He nodded dumbly. He’d known the answer before I gave it. “But don’t worry,” I encouraged him. “We only have thirty miles left to ride today.”
Surfer Dan and Manslaughter churned away on the front until we reached Malibu. We stopped at the coffee shop. Derek bought a ham sandwich and a single chocolate-covered graham cracker. He chewed slowly, his eyes staring emptily at the bricks on the sidewalk. “1, 2, 3 … ” he counted to himself.
“What’s he doing?” asked Surfer.
“He’s counting the bricks,” I said.
“I, 2, 3 … ” Derek repeated.
“He can’t seem to get past three,” Surfer noted.
“He’ll feel better soon,” I said. “Tomorrow.”
If you Facebook it, they will come
I had innocently invited the general public to join me on a mid-week jaunt up PCH after tackling the morning New Pier Ride hammerfest. This nasty 160-mile, 8,000-feet, all-day butchering attracted a solid contingent of about fifteen riders, all of whom thought that “it seemed like a good idea at the time.”
At the top of Yerba Buena, a godforsaken, crack-filled, pothole-scarred, 8-mile climb, we were only at the 85-mile mark. One by one we stragglers reached the summit that the Wily Greek, Surfer, and Derek had arrived at several hours before, and we were all thinking the same thing: “There’s no fuggin’ way I’m going up Decker after this.”
Decker is a beast in its own right, a 4-mile, 8% climb with a couple of super steep sections coming at the very beginning of the climb. In our case, it came at the 97-mile mark, and no wanted to climb it. The easy choice was simply to continue home along PCH. Decker would have been easy to avoid. All we had to do was pedal by it and say nothing. No one would have complained or jeered until we had gotten back to Manhattan Beach, after we were tucked safely into our bar stools.
Sadly, as we sat atop Yerba Buena and tried to collect our wits, Derek broke The Rule and voiced our fears. “Uh, dude,” he said. “I don’t think anyone wants to do Decker.”

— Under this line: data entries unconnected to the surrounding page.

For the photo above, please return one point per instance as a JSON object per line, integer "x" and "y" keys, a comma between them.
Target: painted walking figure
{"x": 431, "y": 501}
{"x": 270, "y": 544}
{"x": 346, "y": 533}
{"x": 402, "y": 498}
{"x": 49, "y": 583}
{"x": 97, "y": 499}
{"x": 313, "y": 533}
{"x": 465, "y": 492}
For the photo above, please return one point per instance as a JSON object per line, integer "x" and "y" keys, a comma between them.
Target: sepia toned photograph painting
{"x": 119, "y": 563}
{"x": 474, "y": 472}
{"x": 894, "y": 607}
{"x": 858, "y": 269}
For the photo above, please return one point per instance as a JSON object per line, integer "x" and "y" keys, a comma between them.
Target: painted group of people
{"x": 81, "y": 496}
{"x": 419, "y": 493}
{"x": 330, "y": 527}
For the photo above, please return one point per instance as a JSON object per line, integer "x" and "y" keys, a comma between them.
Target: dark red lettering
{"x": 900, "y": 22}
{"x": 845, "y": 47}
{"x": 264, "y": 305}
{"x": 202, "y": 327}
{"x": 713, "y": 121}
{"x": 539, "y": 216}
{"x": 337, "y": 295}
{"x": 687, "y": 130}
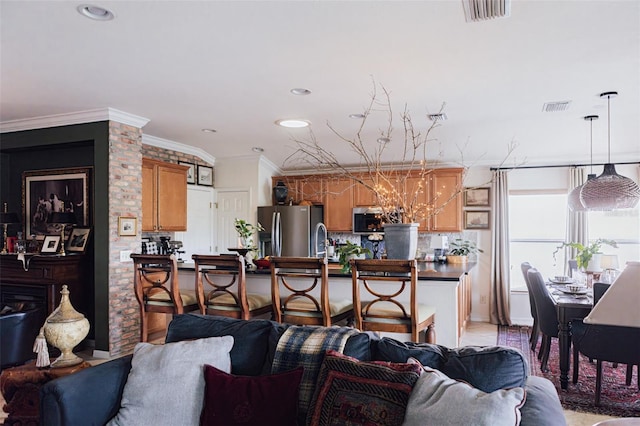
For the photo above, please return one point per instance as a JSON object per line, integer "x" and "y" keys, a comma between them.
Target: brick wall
{"x": 125, "y": 199}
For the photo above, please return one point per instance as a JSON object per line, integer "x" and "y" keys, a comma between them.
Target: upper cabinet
{"x": 438, "y": 191}
{"x": 164, "y": 196}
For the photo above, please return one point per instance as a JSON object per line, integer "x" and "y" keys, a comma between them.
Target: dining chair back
{"x": 535, "y": 331}
{"x": 157, "y": 288}
{"x": 546, "y": 313}
{"x": 221, "y": 287}
{"x": 300, "y": 292}
{"x": 385, "y": 298}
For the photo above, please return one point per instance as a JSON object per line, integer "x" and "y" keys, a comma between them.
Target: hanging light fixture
{"x": 609, "y": 191}
{"x": 574, "y": 196}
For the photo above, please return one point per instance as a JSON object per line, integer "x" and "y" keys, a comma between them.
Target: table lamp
{"x": 63, "y": 218}
{"x": 6, "y": 219}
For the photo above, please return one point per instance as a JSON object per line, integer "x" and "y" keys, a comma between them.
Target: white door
{"x": 231, "y": 205}
{"x": 200, "y": 235}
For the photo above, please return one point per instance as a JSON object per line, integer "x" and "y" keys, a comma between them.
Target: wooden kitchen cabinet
{"x": 164, "y": 196}
{"x": 444, "y": 184}
{"x": 338, "y": 205}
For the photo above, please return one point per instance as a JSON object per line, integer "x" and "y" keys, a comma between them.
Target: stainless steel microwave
{"x": 366, "y": 220}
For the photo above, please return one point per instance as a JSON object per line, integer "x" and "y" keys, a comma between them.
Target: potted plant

“Well, fugg those fuggers,” I said. “‘Cause I’m fuggin’ doin’ Decker.”
“Looks like you’ll be doing it alone,” he said.
“No,” said Manslaughter. “He won’t.”
The taste of one’s own words, chewed slowly
As we approached the left turn onto Decker, the Wily Greek slinked to the back and denied that he was really a Cat 1. Sammy claimed that today was a “rest day.” SB Baby Seal, who had manfully ridden me off his wheel on Yerba Buena, stared at his Garmin and tried not to look embarrassed. Toronto shook his head like a whipped mule that wasn’t going to walk one more step. Tumbleweed dug out and flashed his AARP card, and even the ever-resilient Frenchy made it clear that she had to get home in time to watch the paint dry. Boozy and Wheezy shook their heads.
Hoof Fixerman was blunt and unapologetic. “Time you wankers get home I’ll be on my fifth Racer 5.”
So Surfer, Manslaughter, Derek, and I pedaled off to our doom up Decker, which was a thousand times worse than we thought it would be. Like a bad kidney stone, however, it too passed, and once Derek had overcome his ham sandwich attack we pointed our noses home and flew down PCH with a whipping tailwind.
Back at the bar, Surfer ordered four plates of nachos, three pizzas, and a meat pie. The rest of us had a triple-beef bacon burger with bacon sauce and bacon dressing, topped off with bacon-flavored french fries with bacon bits. Manslaughter and I selected our favorite IPA in handy 32-oz mugs, and Derek ordered an 8-oz Michelob Weenielite, which doesn’t taste great and isn’t particularly filling, either.
The ride, which was only 155 miles but had swelled to 180 by the time Mrs. Wankmeister came to pick me up, had already become a legend in our own minds, a legend that could only be confirmed with another large mug and a visit to the ice cream shop next door. Everyone agreed that although it had been an epic unforgettable day, and although it had been worth it to see Derek exhibit for the first time the human trait of frailty, it was a complete waste of time, it had ruined whatever race fitness any of us pretended to have, and it was certainly the stupidest thing we’d ever done with the exception (perhaps) of getting into cycling in the first place.
So of course we’re doing it again next Thursday. See you there.